We shall prove that 1) implies 2), the other implication being obvious. As $\det (A_1^2+A_2^2+\cdots +A_k^2)=0$ there is a matrix $X\in {\mathcal{M}}_{n,1}(\mathbb{R})$, $X\ne O_{n,1}$, such that $(A_1^2+A_2^2+\cdots +A_k^2)X=O_{n,1}$ (the homogeneous linear system has a non-zero solution).

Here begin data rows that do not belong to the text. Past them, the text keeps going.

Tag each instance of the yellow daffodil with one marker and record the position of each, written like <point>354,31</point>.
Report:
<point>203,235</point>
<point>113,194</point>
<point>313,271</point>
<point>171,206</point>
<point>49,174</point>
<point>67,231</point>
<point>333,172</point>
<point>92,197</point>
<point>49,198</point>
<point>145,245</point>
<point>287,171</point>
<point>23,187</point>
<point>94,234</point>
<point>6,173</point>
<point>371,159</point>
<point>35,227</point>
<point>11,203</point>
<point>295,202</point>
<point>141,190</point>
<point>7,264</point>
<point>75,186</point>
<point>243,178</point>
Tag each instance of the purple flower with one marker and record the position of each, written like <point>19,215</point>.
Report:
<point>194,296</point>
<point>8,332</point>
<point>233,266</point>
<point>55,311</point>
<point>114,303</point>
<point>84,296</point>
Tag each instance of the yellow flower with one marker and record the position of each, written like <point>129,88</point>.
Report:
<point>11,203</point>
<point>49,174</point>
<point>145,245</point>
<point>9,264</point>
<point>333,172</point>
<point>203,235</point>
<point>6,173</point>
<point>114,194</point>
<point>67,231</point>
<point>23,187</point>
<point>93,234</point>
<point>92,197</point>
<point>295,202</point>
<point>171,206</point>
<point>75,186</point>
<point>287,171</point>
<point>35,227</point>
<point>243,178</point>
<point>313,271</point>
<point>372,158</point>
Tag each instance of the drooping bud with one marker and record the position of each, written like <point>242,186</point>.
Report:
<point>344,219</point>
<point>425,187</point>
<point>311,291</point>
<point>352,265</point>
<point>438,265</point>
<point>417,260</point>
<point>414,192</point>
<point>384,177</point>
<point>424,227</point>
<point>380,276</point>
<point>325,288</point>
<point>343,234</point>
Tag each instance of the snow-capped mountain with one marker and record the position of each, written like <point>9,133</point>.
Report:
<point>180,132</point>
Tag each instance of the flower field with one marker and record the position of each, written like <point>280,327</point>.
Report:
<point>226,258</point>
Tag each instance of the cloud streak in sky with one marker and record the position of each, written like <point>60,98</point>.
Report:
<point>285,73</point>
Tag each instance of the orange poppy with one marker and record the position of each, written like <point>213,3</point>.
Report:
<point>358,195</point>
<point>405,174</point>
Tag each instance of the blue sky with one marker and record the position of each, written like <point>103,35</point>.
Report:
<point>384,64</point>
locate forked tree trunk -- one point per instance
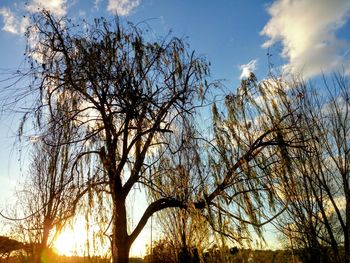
(43, 245)
(120, 238)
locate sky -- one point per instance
(307, 37)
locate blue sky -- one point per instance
(303, 36)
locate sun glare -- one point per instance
(72, 240)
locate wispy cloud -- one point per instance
(12, 23)
(247, 69)
(307, 31)
(16, 23)
(122, 7)
(56, 7)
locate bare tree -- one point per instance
(50, 194)
(318, 189)
(126, 95)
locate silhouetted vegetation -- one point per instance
(115, 110)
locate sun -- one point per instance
(72, 240)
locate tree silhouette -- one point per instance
(125, 96)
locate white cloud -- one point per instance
(122, 7)
(17, 24)
(247, 69)
(12, 23)
(56, 7)
(307, 31)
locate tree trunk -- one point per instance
(120, 238)
(43, 245)
(347, 230)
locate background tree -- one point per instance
(126, 96)
(50, 193)
(319, 186)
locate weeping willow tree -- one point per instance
(318, 211)
(234, 177)
(123, 94)
(126, 97)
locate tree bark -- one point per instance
(120, 237)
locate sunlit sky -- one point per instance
(301, 36)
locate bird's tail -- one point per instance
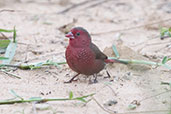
(115, 61)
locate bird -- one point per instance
(82, 55)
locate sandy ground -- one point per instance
(40, 39)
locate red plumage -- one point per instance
(82, 55)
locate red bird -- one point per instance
(83, 56)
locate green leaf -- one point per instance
(3, 58)
(132, 106)
(169, 59)
(81, 99)
(170, 29)
(164, 60)
(115, 51)
(35, 98)
(5, 30)
(14, 35)
(10, 52)
(70, 95)
(4, 43)
(17, 96)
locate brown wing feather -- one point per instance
(98, 53)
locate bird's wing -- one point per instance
(98, 53)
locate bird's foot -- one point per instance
(72, 79)
(94, 80)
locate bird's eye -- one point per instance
(77, 33)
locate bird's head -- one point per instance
(79, 37)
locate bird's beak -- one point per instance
(69, 35)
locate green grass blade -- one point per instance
(5, 30)
(14, 35)
(164, 60)
(70, 95)
(3, 58)
(115, 51)
(10, 52)
(4, 43)
(14, 93)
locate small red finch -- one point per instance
(83, 56)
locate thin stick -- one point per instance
(132, 28)
(8, 10)
(44, 100)
(154, 95)
(10, 74)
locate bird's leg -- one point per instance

This implies $X^t(A_1^2+A_2^2+\cdots +A_k^2)X=O_n$, or $X^t{A}_1^t{A}_{1}X+X^t{A}_2^t{A}_{2}X+\cdots +X^t{A}_k^t{A}_{k}X=O_n$. Putting $A_{i}X=Y_i$, $i=1,2,\dots ,k$, we write $Y_1^t{Y}_1+Y_2^t{Y}_2+\cdots +Y_k^t{Y}_k=O_n$. Thus $A_{i}X=O_{n,1}$, or $A_i^{t}X=O_{n,1}$, $i=1,2,\dots ,k$.

For any matrices $B_1,B_2,\dots ,B_k\in {\mathcal{M}}_n(\mathbb{R})$ we have $(B_1^t{A}_1^t+B_2^t{A}_2^t+\cdots +B_k^t{A}_k^t)X=O_{n,1}$, which is equivalent to the fact that the system $(B_1^t{A}_1+B_2^t{A}_2+\cdots +B_k^t{A}_k)X=O_{n,1}$ has a non-trivial solution, so $\det (B_1^t{A}_1+B_2^t{A}_2+\cdots +B_k^t{A}_k)=\det (A_1{B}_1+A_2{B}_2+\cdots +A_k{B}_k)=0$.